Creating list based on pandas data frame conditions

I have a table:

Player	Team	GS
Jack	A	NaN
John	B	1
Mike	A	1
James	A	1

And would like to make 2 separate lists (TeamA & TeamB) so that they players are split by team and also filters so that the players that have a '1' in GS are only part of the list. The final lists would look like:

TeamA = Mike, James
TeamB = John

In this case, Jack was excluded from the TeamA list because he did not have a 1 value in the GS column.

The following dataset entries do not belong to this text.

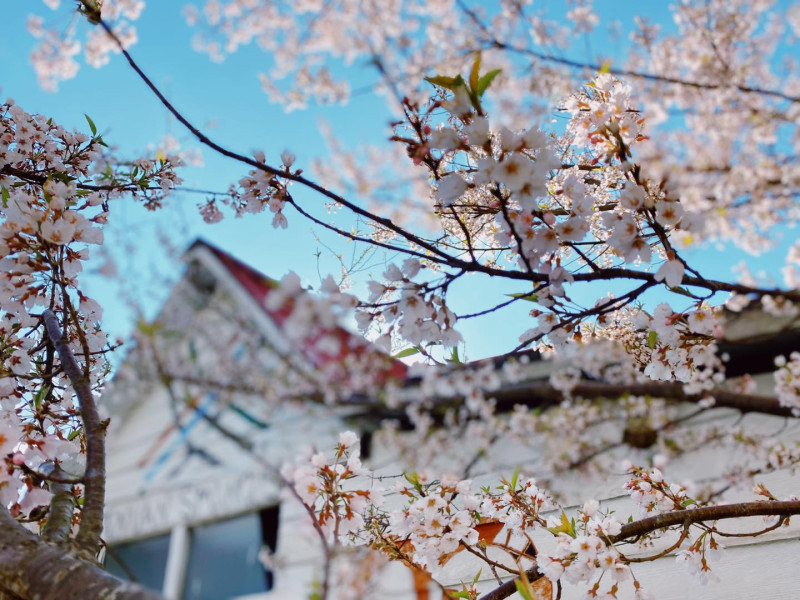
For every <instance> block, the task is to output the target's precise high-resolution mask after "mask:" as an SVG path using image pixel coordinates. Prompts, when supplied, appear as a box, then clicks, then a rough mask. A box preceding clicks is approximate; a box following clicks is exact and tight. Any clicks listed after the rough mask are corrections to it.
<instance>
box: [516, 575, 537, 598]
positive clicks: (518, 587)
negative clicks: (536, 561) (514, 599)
mask: <svg viewBox="0 0 800 600" xmlns="http://www.w3.org/2000/svg"><path fill="white" fill-rule="evenodd" d="M514 585H516V586H517V592H518V593H519V595H520V596H521V597H522V598H524V599H525V600H533V595H532V594H531V593H530V591H528V590H529V588H530V585H527V586H526V585H525V584H524V583H522V581H520V580H519V579H516V580H515V581H514Z"/></svg>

Any direction would help. Thanks!

CodePudding user response：

You can use:

out = (df.loc[df['GS'].eq(1)]                  # filter rows
         .groupby('Team')['Player'].agg(list)  # aggregate as lists
         .to_dict()                            # convert to dict
      )

output:

{'A': ['Mike', 'James'], 'B': ['John']}

CodePudding user response：

Think of this as "filtering" the data based on certain conditions.

dataframe = pd.DataFrame(...)

# Create a mask that will be used to select team A rows
mask_team_a = dataframe['Team'] == 'A'
# Create a second mask for the GS filter
mask_gs = dataframe['GS'] == 1

# Use the .loc accessor to get the rows by combining masks with '&'
team_a_df = dataframe.loc[mask_team_a & mask_gs, :]
# You can use the same masks, but use the '~' to say 'not team A'
team_b_df = dataframe.loc[(~mask_team_a) & mask_gs, :]

team_a_list = list(team_a_df['Player'])
team_b_list = list(team_b_df['Player'])

This might be a bit verbose, but it allows for the most flexibility in the future if you need to tweak your selections.